Network Troubleshooting Tools in Windows Operating System

Windows contains an assortment of utilities you can use to diagnose, monitor, and repair network connections. Here’s an overview of the key tools you’ll find in Windows Operating System and what they’re used for.

Get MAC Address (Getmac.exe)
Discovers the Media Access Control (MAC) address, and lists associated network protocols for all network cards in a computer, either locally or across a network.

Hostname (Hostname.exe)
Displays the host name of the current computer.

IP Configuration Utility (Ipconfig.exe)
Displays all current TCP/IP network configuration values, and refreshes DHCP and DNS settings.
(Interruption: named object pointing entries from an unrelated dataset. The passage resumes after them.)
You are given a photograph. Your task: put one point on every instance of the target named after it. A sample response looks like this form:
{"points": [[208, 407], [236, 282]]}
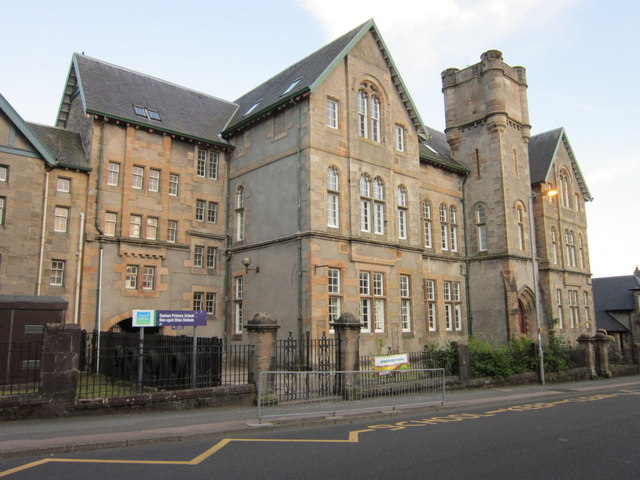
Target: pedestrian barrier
{"points": [[290, 393]]}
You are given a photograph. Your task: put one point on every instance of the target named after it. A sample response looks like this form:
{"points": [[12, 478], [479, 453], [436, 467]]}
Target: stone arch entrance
{"points": [[527, 313]]}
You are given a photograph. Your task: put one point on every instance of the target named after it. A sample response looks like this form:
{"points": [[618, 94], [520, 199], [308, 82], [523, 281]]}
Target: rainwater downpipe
{"points": [[467, 266], [101, 250], [43, 232]]}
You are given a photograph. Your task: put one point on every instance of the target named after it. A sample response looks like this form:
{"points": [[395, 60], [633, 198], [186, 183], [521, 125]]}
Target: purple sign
{"points": [[181, 318]]}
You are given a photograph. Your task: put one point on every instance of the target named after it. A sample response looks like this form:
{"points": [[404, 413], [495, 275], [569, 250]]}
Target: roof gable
{"points": [[543, 149], [119, 93], [307, 75], [28, 133]]}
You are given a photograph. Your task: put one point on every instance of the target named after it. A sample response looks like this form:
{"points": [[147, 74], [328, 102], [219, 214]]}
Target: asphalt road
{"points": [[595, 436]]}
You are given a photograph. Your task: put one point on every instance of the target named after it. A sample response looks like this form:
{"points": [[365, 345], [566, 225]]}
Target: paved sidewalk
{"points": [[40, 437]]}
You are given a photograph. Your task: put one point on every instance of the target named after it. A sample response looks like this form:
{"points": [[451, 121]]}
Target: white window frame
{"points": [[332, 113]]}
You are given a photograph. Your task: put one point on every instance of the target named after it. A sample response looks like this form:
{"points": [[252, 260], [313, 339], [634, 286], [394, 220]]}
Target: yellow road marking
{"points": [[353, 437]]}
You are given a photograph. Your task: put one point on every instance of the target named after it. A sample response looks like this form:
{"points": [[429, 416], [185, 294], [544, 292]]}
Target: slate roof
{"points": [[435, 149], [613, 294], [309, 74], [113, 91], [64, 144], [542, 152], [26, 130]]}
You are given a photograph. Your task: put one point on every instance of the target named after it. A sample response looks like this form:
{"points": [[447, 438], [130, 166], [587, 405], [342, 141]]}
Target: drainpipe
{"points": [[467, 265], [43, 232], [227, 264], [299, 193], [101, 251], [78, 270]]}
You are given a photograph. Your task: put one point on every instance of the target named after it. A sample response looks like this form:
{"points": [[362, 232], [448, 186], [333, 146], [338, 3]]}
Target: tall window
{"points": [[334, 289], [560, 312], [148, 278], [570, 248], [61, 220], [198, 256], [57, 273], [426, 218], [240, 214], [238, 307], [520, 219], [172, 231], [210, 303], [369, 114], [131, 277], [63, 185], [174, 183], [207, 164], [481, 228], [565, 192], [152, 228], [581, 258], [378, 206], [212, 212], [405, 302], [110, 223], [457, 306], [444, 227], [135, 226], [574, 314], [201, 206], [332, 113], [154, 180], [212, 257], [430, 292], [585, 303], [333, 198], [453, 228], [113, 174], [365, 204], [401, 198], [399, 138], [448, 305], [137, 180]]}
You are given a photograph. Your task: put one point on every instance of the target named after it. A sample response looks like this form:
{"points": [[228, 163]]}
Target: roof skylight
{"points": [[148, 113], [292, 86]]}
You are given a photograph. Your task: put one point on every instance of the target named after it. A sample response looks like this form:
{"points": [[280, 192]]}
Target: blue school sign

Name Server Lookup (Nslookup.exe)
Displays information about Domain Name System records for specific IP addresses and/or host names so that you can troubleshoot DNS problems.
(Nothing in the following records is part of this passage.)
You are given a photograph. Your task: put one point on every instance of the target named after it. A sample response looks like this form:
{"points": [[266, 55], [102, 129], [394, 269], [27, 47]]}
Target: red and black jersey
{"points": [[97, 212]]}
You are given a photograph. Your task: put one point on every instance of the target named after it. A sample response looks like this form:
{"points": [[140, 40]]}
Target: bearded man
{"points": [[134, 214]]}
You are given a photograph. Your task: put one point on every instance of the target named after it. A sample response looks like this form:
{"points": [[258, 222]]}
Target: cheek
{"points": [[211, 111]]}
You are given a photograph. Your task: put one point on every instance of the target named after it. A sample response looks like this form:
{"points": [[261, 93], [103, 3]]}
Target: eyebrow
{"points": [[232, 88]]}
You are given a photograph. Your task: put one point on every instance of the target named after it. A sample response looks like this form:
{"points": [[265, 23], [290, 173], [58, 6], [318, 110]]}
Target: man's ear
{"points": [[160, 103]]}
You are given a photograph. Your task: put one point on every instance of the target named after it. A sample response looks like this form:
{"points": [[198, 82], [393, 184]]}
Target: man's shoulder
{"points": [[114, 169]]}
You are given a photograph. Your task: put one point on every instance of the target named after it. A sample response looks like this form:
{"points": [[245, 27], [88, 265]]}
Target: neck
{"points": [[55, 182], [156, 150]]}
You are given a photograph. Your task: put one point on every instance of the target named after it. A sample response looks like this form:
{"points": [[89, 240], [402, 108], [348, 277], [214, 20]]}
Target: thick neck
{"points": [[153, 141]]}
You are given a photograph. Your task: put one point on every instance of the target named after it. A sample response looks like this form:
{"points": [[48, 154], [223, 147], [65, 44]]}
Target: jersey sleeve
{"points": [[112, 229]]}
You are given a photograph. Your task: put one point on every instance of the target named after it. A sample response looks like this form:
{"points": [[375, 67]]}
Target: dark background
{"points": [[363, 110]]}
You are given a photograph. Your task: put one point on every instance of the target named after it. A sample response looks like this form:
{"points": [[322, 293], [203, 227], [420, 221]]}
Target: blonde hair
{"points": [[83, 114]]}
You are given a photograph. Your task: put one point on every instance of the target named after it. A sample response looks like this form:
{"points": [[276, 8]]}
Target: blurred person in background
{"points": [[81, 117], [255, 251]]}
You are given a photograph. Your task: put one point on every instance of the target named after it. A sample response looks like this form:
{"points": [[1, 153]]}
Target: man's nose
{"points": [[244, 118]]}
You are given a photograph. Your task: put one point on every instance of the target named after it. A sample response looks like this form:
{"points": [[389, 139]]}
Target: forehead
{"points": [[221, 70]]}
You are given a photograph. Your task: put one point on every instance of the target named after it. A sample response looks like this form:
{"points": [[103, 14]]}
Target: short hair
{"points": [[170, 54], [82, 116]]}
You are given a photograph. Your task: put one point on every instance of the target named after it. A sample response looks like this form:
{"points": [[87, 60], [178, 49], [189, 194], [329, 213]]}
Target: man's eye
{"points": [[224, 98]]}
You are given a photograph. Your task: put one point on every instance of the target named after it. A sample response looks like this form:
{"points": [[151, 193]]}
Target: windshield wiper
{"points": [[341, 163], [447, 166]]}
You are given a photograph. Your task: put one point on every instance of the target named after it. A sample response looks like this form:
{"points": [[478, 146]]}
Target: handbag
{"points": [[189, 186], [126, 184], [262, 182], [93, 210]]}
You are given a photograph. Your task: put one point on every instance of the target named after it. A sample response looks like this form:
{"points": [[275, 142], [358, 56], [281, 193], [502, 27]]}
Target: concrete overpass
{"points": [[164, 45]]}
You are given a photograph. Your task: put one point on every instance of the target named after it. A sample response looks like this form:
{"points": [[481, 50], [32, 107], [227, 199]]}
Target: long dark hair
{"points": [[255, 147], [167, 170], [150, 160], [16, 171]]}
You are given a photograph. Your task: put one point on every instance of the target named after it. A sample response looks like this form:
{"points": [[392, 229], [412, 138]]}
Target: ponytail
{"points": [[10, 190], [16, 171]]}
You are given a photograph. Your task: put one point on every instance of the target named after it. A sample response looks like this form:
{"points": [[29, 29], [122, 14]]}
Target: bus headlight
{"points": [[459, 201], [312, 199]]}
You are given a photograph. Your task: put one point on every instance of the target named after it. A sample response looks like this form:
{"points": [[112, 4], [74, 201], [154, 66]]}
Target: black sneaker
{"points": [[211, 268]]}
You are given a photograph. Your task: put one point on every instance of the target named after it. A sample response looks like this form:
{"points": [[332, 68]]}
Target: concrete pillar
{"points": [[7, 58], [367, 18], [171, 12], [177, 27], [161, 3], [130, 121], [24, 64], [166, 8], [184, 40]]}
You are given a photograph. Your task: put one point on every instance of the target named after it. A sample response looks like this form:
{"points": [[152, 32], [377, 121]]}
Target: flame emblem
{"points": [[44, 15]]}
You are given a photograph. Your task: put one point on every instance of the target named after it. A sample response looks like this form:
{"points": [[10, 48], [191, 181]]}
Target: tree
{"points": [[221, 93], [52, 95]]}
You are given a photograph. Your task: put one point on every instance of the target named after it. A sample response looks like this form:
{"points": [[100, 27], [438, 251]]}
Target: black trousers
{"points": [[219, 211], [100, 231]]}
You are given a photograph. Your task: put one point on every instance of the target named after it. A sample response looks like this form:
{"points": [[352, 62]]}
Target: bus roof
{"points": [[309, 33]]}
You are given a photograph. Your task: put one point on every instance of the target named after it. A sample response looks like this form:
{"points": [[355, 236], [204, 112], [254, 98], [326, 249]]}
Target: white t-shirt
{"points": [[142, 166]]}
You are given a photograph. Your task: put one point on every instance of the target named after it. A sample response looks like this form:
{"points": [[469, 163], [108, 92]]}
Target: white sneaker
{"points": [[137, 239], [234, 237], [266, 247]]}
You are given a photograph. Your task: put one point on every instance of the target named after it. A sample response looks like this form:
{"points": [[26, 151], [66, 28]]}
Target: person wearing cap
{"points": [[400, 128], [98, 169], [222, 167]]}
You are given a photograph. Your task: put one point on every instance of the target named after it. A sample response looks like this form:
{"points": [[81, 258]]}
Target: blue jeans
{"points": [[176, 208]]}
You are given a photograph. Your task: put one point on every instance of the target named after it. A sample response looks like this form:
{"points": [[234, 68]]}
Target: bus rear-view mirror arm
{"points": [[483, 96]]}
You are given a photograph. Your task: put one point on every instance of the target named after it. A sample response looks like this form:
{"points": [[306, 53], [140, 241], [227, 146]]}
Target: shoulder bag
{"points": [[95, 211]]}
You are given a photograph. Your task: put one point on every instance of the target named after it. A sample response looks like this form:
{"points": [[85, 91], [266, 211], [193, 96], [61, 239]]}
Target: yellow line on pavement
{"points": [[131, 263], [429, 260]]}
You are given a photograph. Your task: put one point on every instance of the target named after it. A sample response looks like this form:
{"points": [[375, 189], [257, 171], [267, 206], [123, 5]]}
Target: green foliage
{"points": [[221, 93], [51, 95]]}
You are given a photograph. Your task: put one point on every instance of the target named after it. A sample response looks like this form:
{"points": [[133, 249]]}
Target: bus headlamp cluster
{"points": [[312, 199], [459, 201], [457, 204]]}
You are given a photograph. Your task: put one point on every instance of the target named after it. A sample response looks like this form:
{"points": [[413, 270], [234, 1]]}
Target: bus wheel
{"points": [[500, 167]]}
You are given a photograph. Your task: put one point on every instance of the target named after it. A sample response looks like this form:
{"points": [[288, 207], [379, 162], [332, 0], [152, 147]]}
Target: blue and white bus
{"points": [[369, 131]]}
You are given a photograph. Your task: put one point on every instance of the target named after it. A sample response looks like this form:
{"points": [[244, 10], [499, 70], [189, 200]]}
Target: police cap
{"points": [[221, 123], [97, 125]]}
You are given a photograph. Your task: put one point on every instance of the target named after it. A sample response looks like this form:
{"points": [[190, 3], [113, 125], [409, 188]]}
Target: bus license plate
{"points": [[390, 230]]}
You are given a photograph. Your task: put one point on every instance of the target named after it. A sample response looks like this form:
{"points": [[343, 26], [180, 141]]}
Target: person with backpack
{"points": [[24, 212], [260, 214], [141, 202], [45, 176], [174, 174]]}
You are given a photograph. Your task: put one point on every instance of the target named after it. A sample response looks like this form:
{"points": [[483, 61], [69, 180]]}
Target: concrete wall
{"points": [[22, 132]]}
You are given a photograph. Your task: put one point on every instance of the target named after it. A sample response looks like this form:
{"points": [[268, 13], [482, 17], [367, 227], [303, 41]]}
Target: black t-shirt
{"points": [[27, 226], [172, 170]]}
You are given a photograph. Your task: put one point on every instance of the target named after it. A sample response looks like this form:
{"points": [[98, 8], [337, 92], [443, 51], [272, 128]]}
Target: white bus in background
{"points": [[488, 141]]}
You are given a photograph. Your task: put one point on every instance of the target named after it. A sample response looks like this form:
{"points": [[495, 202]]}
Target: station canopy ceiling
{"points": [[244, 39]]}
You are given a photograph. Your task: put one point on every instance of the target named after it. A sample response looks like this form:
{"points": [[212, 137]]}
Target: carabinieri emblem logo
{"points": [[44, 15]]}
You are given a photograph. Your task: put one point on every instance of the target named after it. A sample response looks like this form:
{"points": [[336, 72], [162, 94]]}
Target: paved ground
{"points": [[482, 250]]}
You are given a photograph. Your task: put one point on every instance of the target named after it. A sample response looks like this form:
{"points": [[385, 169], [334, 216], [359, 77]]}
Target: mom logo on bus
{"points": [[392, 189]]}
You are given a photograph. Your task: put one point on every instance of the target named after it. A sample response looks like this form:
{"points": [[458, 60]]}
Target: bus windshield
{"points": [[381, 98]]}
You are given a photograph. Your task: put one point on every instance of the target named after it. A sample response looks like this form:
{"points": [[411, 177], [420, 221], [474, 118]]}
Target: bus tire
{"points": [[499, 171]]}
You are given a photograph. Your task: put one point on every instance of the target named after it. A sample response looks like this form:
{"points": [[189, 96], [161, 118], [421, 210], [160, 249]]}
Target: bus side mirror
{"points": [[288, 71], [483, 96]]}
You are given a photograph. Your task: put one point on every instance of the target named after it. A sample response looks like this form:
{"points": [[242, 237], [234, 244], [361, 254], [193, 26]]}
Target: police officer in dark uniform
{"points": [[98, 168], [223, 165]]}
Net services commands (Net.exe)
Performs a broad range of network tasks; type net with no parameters to see a full list of available command-line options.

Netstat (Netstat.exe)
Displays active TCP connections, ports on which the computer is listening, Ethernet statistics, the IP routing table, and IPv4/IPv6 statistics.

Network Command Shell (Netsh.exe)
Displays or modifies the network configuration of a local or remote computer that is currently running; this command-line scripting utility has a huge number of options, which are fully detailed in Help.

PathPing (Pathping.exe)
Combines functions of Traceroute and Ping to identify problems at a router or network link.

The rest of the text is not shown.